This website is dedicated to the memory of my Dad, known to most as Buddy McDade.
He was loved and respected by all who knew him. For a number of solid reasons, the moniker with which his generation of Americans has been dubbed seems eminently fitting: “The Greatest Generation.”
All that knew him—coming from many different walks of life—saw a man that put God first, loved the Bible, read it, studied it, and lived it. He was a member of the West Fourth Street Church Of Christ in Fordyce, Arkansas. He taught Sunday school, lead the singing, and filled in preaching when called upon. Always among the first to arrive at the meeting house, he would stand at the door and announce, “They’re coming in here like a herd of terrapins!”

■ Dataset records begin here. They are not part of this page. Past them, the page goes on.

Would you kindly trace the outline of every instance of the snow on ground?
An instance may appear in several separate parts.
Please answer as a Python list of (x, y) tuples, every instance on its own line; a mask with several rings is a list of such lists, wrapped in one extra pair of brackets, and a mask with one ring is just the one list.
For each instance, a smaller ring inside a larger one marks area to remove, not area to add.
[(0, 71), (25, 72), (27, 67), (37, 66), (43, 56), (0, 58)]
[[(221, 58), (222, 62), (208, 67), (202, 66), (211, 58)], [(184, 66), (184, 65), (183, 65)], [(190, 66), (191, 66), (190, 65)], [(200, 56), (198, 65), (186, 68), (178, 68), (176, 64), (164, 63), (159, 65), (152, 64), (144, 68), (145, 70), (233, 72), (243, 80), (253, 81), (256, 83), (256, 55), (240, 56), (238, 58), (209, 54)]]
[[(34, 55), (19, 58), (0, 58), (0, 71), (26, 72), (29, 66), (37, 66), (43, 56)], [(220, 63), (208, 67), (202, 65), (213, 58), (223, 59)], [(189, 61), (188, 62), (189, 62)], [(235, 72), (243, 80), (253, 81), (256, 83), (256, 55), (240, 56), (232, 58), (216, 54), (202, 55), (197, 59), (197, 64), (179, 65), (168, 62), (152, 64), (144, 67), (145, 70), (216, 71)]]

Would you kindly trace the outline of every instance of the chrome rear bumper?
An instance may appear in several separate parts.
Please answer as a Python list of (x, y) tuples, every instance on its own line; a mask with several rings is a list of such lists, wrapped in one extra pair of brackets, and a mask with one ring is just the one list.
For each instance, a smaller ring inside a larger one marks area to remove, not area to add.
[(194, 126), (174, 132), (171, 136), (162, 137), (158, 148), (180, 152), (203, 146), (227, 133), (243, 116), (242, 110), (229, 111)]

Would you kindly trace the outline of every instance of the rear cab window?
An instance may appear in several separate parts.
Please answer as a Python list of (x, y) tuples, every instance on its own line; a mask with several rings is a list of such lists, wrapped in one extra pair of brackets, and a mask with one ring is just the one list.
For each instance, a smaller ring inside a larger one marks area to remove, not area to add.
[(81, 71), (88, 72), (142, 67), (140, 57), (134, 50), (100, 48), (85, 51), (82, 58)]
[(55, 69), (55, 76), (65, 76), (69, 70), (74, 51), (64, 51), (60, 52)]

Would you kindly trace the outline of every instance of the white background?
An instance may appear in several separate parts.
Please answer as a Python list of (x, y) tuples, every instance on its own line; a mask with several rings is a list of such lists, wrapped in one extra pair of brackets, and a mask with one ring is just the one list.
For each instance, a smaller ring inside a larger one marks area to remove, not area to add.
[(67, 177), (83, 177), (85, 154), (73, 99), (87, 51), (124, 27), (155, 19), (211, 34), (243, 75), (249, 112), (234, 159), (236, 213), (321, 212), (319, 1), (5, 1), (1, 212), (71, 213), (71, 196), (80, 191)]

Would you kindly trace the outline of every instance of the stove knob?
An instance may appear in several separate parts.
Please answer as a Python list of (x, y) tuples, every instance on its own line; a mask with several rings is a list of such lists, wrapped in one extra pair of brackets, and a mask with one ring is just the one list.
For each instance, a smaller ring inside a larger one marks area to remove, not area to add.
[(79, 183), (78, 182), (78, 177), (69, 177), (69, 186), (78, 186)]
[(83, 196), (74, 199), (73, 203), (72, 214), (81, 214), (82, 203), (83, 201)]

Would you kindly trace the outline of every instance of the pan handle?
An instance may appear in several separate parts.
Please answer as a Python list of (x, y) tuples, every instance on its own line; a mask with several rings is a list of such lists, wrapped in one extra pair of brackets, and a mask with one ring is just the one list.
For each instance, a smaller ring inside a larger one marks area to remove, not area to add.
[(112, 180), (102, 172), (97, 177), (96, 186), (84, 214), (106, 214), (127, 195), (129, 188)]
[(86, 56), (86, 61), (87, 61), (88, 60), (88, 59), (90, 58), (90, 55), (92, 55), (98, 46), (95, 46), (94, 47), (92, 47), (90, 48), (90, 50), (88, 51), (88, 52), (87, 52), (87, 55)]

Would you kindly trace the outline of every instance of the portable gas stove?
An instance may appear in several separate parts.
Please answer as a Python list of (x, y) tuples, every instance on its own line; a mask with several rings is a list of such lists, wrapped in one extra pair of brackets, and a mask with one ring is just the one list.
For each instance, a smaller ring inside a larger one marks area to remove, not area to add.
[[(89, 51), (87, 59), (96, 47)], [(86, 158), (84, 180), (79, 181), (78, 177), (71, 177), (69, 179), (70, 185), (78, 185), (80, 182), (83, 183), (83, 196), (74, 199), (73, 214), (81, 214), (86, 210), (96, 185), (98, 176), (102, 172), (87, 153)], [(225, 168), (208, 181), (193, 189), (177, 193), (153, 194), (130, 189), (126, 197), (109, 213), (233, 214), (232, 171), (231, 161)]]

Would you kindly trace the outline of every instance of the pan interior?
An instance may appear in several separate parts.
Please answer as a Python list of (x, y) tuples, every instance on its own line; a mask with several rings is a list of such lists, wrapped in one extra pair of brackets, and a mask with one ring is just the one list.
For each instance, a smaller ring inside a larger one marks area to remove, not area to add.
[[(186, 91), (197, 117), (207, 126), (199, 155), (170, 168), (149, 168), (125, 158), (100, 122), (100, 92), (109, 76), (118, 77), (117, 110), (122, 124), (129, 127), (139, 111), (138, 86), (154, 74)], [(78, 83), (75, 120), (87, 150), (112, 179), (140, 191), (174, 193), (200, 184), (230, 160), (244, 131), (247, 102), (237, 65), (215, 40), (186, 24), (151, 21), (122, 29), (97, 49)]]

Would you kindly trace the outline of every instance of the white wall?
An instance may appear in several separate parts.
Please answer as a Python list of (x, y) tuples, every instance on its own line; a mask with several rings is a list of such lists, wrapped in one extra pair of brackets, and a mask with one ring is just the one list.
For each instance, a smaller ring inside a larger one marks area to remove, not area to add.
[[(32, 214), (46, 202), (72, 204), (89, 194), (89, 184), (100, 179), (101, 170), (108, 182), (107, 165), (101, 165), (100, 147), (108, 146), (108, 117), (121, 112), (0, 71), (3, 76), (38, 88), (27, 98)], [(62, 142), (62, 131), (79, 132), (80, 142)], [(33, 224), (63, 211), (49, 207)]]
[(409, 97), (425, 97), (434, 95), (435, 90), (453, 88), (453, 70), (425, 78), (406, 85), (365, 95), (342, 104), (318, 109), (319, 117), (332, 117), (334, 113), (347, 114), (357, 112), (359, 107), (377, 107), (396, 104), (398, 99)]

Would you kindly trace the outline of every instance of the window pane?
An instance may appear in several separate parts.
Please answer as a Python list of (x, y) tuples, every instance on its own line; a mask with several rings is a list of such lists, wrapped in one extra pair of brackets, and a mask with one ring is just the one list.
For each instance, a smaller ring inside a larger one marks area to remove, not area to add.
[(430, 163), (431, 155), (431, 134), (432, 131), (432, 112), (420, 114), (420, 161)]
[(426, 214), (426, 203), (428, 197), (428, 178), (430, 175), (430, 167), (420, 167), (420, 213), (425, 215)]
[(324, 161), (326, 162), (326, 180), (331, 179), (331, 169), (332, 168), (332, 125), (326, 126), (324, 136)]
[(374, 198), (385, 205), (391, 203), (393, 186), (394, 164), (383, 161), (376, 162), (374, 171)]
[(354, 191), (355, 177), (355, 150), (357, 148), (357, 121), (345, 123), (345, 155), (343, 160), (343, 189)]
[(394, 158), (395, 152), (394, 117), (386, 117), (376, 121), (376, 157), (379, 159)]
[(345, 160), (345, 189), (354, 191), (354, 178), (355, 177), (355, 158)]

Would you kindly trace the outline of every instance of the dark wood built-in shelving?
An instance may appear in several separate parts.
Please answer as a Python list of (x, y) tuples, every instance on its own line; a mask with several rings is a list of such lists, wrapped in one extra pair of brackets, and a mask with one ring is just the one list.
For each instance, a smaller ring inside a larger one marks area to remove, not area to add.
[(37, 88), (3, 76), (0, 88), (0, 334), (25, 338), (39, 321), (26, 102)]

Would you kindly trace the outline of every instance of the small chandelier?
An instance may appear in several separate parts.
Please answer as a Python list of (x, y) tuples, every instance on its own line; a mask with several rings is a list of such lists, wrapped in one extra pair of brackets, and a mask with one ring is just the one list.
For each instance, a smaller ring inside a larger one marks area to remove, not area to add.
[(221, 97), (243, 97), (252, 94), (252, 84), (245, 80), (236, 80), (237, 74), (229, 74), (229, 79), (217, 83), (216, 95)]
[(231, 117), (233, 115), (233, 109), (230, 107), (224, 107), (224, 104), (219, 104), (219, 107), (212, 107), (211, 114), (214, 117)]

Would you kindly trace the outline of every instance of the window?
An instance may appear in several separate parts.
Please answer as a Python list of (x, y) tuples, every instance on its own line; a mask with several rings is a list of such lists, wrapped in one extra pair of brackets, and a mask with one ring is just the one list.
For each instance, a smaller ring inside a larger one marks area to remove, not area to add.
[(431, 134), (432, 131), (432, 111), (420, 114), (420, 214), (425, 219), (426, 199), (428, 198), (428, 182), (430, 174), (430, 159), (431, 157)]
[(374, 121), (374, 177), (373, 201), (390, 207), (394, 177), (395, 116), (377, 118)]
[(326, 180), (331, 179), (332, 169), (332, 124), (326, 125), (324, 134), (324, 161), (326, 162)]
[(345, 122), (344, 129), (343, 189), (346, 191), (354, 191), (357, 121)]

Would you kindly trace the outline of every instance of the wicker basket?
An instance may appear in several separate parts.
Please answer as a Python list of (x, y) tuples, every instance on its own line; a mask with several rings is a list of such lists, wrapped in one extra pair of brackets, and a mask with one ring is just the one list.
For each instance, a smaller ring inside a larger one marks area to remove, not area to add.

Dad was a Navy Veteran of World War II. As he grew older he spoke more and more about his experiences in the Pacific Theater. He served onboard the USS Farragut, hull number DD 348, beginning in 1943 and was one of the last men to leave the ship when it was decommissioned at the Brooklyn Navy Yard on 23 October 1945.
Dad dropped out of school in the 3rd grade to help provide a living for his family. I was in Junior High School when he attended night classes and got his GED. He then attended the William R. Moore Technical School at night and got his First Class Steam Engineer’s License after which he worked as an engineer at the Veteran's Hospital in Memphis.
Dad lived most of his adult life in Memphis, Tennessee, but after he retired he moved back home to Fordyce, Arkansas. He truely loved that little town, and the people there loved him. He was known by everyone as "Uncle Buddy." All the relatives, friends, black and white called him "Uncle Buddy." It was comforting to us that he was able to live out his declining years there and remain independent until his Lord "took him home."